Tagged as: colloquium McGill philosophy scholarship Tax law tax policy
In light of the current sacrificing of Caterpillar on the altar of political posturing by lawmakers who are ultimately responsible for designing a global system that ensures US multinationals a world of tax-favorable opportunities, my latest SSRN post, Avoidance, Evasion and Taxpayer Morality appears à propos.
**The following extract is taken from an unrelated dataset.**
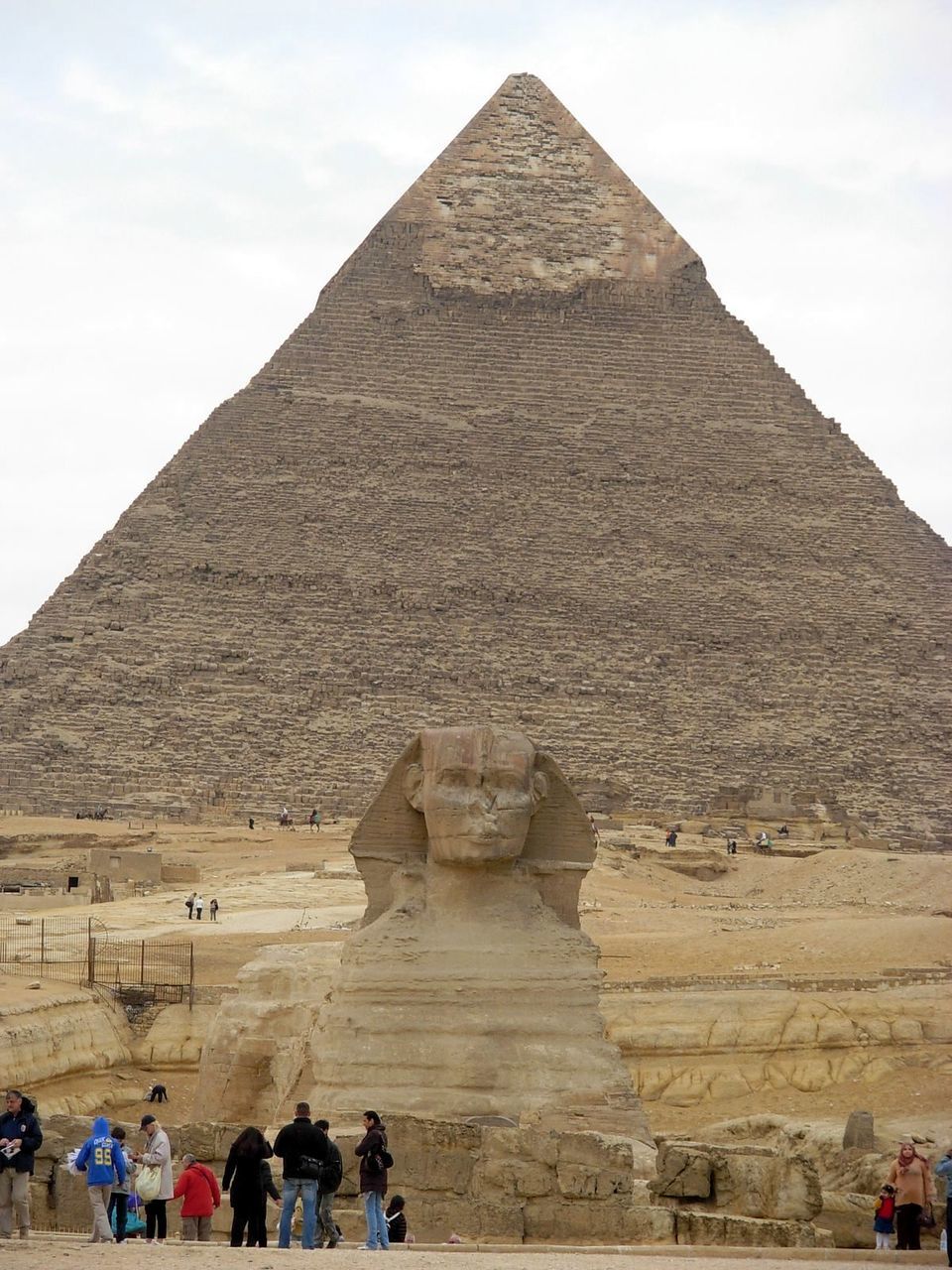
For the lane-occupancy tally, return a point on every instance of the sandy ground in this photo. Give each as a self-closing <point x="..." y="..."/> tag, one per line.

It explores the difficult terrain we traverse when, confronted with the parade of household names apparently paying little or no taxes anywhere, we start talking about ethics and morality instead of law. Abstract:
In popular discourse, tax evasion by wealthy individuals is conflated with tax avoidance by multinational corporations to tell a single story about tax dodging and its negative impact on society. But conflating avoidance and evasion muddies the tax policy waters in important ways by turning legal obligations into moral ones. This Essay, prepared in connection with the Washington University School of Law colloquium on “Conceptualizing a New Institutional Framework for International Taxation,” makes the case for caution in using morality as a stop-gap measure to avoid drawing a regulated line between tax evasion and tax avoidance, while still meting out punishment within the undefined space between these two poles. It acknowledges the political gains derived from the rhetoric of morality but argues that the alternate view — that taxpayer behavior must ultimately be managed by law rather than social sanction — has the best chance of driving tax policy toward greater coherence in the long run because it makes the best case for more transparency in both lawmaking and the consequences of legislative decisions.As always I welcome comments.